森友問題の行く末は?

  森友問題・加計問題という二つのスキャンダルに塗れた安倍首相。

  森友問題は、安倍さんを庇おうと官僚が公文書の改竄や隠匿をし、国会答弁では関連文書の廃棄を言い続けてきた。それによって国会が1年以上に亘って不毛の時間を費やしたのである。大量の公文書の改竄や廃棄という、そのことだけでも政治史に残るような一大汚点である。当事者による甘い調査でも相当の事実が出てきた。刑事罰には該当しないようだが、これだけの悪事を働いても、一部の官僚がやったことで、組織的なことではない、として、当該官僚は何らかの処分をするという。しかし、所管大臣である麻生さんは辞任する気はない、と言い切っている。この人の責任感の無さは今に始まったことではないが、それを容認している安倍さんも全く責任感は持ち合わせていないようだ。

  これだけ大量の文書の改竄や隠匿を一官僚の判断で行うとはとても考えられない。相当大きな力が働いた、と考えるのが自然だろう。国会で追及されそうになって、安倍さんの、拙いから何とかしたい、というような一言から端を発し、側近政治家から、それこそトリクルダウンで官僚下部にまで意向がいきわたり、こんな一大事件になってしまったのではないか。

  森友問題の、改竄前の文書や廃棄したと言っていた文書が大量に出てきた。その中に安倍さんに不都合な事実が具体的に書かれていることが明るみに。
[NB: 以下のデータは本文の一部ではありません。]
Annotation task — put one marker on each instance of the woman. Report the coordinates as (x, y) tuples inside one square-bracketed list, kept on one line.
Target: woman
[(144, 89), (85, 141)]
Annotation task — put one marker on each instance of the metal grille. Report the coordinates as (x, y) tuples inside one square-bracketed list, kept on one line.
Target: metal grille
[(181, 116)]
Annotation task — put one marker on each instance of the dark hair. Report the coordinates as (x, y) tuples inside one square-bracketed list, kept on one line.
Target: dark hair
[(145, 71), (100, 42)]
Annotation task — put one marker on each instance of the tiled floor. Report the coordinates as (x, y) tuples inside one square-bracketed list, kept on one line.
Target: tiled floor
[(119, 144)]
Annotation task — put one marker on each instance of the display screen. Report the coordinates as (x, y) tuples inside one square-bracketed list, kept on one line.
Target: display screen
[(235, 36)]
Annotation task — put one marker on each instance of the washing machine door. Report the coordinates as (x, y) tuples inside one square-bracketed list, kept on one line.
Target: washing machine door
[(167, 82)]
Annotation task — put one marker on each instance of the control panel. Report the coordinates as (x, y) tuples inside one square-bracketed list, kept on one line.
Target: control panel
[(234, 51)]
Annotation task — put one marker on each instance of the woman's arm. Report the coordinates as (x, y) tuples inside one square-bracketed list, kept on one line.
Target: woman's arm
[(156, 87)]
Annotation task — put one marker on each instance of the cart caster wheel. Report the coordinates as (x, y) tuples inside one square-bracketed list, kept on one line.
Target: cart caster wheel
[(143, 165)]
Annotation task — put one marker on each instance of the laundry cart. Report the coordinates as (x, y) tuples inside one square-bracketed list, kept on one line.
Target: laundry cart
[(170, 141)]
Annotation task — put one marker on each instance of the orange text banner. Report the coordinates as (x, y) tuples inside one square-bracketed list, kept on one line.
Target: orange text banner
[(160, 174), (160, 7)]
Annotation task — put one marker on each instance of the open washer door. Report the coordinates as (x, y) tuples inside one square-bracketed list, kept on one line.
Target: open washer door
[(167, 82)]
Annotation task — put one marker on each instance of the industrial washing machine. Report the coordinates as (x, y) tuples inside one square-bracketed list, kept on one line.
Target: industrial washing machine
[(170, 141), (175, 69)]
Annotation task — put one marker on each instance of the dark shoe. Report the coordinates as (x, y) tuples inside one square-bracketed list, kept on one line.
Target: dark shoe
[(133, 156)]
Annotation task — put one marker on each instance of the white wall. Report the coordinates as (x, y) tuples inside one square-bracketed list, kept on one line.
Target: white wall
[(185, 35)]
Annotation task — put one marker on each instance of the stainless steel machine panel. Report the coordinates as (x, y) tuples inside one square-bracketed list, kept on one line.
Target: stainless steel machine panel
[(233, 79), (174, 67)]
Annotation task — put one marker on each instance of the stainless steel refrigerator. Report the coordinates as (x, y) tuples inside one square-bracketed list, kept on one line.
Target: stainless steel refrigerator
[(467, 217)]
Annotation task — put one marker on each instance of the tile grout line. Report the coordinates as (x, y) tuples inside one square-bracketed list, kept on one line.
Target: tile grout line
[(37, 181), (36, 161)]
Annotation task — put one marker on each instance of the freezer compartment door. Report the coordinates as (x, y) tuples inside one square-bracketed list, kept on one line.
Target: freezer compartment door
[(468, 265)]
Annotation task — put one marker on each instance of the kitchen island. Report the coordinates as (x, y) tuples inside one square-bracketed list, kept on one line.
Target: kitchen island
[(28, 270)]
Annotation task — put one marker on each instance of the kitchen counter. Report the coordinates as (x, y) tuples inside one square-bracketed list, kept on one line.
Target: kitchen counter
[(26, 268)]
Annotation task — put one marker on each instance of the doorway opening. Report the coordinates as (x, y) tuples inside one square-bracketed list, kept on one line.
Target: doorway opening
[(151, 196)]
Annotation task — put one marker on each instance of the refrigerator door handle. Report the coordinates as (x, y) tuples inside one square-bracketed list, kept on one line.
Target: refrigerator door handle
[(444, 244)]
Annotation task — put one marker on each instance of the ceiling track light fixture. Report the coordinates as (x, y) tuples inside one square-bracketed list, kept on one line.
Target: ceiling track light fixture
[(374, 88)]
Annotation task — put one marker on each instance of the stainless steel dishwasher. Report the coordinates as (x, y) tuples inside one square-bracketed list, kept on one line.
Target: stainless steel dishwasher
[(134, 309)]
しかし、またしても核心部分と思われる部分だけが都合よく見つからないとし、再調査すると言っている。この期に及んでもまだ隠そうとする官僚の心中はどうなっているのか。一方。安倍さんはこの文書の記述も真っ向から否定している。具体的文書に対し、反証できる材料があるわけではなく、ただ文章の書きぶりから、指示したとは書いていないなど、関与は認められない、というのみである。それで押し切ろうとしている。

  安倍さんはよく証拠を出せと言う。証拠は出てきた。後は安倍さん、あなたが、違うと言う証拠を出す番だ。